Three Minute Thesis Competition

3MT-logo

Three Minute Thesis (3MT®) challenges PhD students to present a compelling oration on their thesis and its significance in just 3 minutes, in language appropriate to a non-specialist audience. 3MT is not an exercise in trivializing or ‘dumbing-down’ research but forces students to consolidate their ideas and crystallize their research discoveries.

Any currently enrolled CMU PhD candidate may sign up to compete.

  • Sign up to compete by January 18th
  • Qualifying rounds will be held January – March in the Posner Center
  • Finals/Championship round will be held in April in the McConomy Auditorium

Winners in the qualifying rounds will receive an iPad or the equivalent value as a research/travel grant. Championship winners in April will receive $3000, $2000 and $1000 research/travel grants.

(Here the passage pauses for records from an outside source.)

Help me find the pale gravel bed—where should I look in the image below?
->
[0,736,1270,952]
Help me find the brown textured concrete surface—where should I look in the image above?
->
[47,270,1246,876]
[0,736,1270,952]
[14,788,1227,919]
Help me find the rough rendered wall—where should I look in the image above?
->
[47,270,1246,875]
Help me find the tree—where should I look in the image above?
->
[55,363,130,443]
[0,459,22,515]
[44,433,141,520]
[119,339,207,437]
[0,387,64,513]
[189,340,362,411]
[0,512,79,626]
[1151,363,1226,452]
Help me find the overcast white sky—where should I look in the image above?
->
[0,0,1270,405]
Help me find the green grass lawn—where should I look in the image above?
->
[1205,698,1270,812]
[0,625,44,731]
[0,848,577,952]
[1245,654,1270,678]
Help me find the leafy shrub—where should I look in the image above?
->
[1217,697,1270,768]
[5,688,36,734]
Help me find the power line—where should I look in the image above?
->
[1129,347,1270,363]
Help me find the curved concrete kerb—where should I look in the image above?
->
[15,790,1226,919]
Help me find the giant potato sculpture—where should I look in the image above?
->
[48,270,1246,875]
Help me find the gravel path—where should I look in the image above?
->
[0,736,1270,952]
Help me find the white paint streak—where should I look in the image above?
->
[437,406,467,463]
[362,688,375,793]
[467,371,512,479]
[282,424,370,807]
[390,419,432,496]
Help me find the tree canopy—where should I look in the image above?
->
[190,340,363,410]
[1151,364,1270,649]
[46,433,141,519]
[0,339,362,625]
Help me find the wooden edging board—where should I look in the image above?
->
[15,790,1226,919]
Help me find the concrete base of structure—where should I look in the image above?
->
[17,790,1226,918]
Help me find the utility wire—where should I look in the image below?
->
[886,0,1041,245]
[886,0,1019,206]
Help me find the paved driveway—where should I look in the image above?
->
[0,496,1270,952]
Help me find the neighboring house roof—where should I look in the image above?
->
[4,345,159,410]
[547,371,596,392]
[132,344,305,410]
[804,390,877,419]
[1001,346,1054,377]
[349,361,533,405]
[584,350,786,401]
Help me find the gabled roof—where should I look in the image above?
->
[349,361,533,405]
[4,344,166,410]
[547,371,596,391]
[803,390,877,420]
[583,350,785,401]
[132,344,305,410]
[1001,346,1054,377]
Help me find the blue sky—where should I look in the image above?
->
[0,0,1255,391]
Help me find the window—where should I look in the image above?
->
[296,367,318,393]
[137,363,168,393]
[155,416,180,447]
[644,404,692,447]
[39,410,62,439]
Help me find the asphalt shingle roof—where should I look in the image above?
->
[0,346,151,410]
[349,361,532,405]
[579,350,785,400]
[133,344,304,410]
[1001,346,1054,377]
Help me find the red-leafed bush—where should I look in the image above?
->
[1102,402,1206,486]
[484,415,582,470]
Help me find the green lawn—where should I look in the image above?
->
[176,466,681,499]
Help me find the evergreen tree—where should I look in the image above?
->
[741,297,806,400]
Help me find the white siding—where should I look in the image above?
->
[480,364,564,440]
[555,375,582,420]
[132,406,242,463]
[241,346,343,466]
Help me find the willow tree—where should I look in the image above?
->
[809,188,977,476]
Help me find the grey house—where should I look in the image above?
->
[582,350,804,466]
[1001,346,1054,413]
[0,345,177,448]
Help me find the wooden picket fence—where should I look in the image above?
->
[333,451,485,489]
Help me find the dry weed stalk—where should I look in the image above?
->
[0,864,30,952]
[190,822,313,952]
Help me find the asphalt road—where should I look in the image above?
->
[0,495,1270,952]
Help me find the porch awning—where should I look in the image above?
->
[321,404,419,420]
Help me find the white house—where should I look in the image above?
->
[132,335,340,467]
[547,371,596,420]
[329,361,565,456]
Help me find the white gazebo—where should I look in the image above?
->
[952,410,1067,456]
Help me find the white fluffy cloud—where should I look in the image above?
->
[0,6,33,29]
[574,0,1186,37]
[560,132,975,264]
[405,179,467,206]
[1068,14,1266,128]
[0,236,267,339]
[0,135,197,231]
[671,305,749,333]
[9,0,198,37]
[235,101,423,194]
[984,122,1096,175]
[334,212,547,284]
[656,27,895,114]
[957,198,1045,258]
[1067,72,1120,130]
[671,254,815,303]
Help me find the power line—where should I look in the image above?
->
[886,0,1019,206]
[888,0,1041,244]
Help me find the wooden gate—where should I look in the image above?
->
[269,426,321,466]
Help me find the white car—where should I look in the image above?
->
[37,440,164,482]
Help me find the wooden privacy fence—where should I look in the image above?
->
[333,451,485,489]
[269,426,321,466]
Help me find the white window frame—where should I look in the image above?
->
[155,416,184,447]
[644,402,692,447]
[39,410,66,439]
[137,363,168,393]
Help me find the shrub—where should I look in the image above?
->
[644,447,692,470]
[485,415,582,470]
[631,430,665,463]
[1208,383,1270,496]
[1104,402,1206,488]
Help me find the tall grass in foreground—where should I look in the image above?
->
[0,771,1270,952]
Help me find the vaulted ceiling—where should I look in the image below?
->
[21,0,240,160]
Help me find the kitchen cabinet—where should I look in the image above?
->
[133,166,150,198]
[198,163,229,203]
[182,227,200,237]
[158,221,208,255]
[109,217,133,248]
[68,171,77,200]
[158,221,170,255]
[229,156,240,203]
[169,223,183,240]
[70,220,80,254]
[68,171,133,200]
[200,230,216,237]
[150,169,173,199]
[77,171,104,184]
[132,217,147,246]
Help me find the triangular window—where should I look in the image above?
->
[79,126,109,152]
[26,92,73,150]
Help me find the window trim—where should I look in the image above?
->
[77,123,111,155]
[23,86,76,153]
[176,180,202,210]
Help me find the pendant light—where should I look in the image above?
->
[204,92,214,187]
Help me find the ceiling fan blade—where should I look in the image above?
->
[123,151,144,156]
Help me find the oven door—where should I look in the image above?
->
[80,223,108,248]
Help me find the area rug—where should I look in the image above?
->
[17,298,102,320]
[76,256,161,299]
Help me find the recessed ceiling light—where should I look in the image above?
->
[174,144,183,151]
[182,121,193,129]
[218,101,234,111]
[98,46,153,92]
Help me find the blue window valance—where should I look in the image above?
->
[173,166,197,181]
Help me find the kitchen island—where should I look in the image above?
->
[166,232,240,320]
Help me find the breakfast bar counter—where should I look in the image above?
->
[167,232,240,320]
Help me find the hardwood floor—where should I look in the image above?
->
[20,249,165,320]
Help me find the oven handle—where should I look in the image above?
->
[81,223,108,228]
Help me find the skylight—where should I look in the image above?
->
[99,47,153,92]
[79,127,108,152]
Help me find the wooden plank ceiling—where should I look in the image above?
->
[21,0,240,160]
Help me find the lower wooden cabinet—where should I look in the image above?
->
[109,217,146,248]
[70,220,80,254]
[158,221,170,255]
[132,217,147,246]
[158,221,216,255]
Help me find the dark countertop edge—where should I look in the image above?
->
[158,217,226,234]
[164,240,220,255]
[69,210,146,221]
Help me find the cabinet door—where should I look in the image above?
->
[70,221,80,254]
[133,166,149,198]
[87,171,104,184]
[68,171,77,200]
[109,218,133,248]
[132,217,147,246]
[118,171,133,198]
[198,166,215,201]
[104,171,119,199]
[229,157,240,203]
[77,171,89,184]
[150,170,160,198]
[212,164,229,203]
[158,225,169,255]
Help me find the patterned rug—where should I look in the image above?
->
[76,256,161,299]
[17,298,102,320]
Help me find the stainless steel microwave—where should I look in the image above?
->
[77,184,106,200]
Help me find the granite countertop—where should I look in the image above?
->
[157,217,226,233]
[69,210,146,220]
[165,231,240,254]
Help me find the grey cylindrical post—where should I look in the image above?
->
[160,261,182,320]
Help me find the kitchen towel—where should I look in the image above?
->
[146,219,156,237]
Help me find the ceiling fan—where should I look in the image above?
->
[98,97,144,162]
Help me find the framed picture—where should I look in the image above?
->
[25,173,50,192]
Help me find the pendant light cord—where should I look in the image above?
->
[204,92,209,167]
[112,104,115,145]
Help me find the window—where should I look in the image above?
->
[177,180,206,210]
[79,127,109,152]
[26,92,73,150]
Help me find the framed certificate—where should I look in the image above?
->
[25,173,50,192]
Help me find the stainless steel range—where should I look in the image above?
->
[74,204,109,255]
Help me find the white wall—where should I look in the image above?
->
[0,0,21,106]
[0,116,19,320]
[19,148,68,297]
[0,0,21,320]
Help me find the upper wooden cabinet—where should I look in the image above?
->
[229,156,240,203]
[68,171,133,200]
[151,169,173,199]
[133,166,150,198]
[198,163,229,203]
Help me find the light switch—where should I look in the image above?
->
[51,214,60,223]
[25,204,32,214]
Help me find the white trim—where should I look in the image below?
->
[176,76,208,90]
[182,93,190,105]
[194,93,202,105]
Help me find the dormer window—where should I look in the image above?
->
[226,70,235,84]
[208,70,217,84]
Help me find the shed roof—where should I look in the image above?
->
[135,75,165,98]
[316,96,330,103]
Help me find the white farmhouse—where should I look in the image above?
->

Watch the 2014 finalists  

2014 Winners

Judging Criteria | Rules | 3MT Resources

Judging Criteria

Each of the three judging criteria has equal weight. Note what each criterion has in common: An emphasis on audience.

Comprehension

  • Did the presentation provide an understanding of the background to the research question being addressed and its significance?
  • Did the presentation clearly describe the key results of the research including conclusions and outcomes?
  • Did the presentation follow a clear and logical sequence?

Engagement

  • Did the oration make the audience want to know more?
  • Was the presenter careful not to trivialize or generalize their research?
  • Did the presenter convey enthusiasm for their research?
  • Did the presenter capture and maintain their audience’s attention?

Communication style

  • Was the thesis topic, key results and research significance and outcomes communicated in language appropriate to a non-specialist audience?
  • Did the speaker avoid scientific jargon, explain terminology and provide adequate background information to illustrate points?
  • Did the speaker have sufficient stage presence, eye contact and vocal range; maintain a steady pace, and have a confident stance?
  • Did the presenter spend adequate time on each element of their presentation – or did they elaborate for too long on one aspect or was the presentation rushed?
  • Did the PowerPoint slide enhance the presentation – was it clear, legible, and concise?

Rules

  • A single static PowerPoint slide is permitted (no slide transitions, animations or ‘movement’ of any description; the slide is to be presented from the beginning of the oration).
  • No additional electronic media (e.g. sound and video files) are permitted.
  • No additional props (e.g. costumes, musical instruments, laboratory equipment) are permitted.
  • Presentations are limited to 3 minutes maximum and competitors exceeding 3 minutes are disqualified.
  • Presentations are to be spoken word (i.e. no poems, raps or songs).
  • Presentations are to commence from the stage.
  • Presentations are considered to have commenced when a presenter starts their presentation through movement or speech.
  • The decision of the adjudicating panel is final.

3MT Resources

Other US universities participating include

The first 3MT was held at The University of Queensland (UQ) in 2008 with 160 graduate students competing. Enthusiasm for the 3MT concept grew and its adoption by numerous universities led to the development of an international competition in 2010. Today students from the United States, the United Kingdom, Canada, and Hong Kong take part in their own regional events.

Dean of Libraries Keith Webster, who brought the 3MT challenge to Pittsburgh from Queensland in 2013-14, has every expectation that CMU students will continue to embrace the concept and provide the momentum to join regional and international 3MT competition in the future.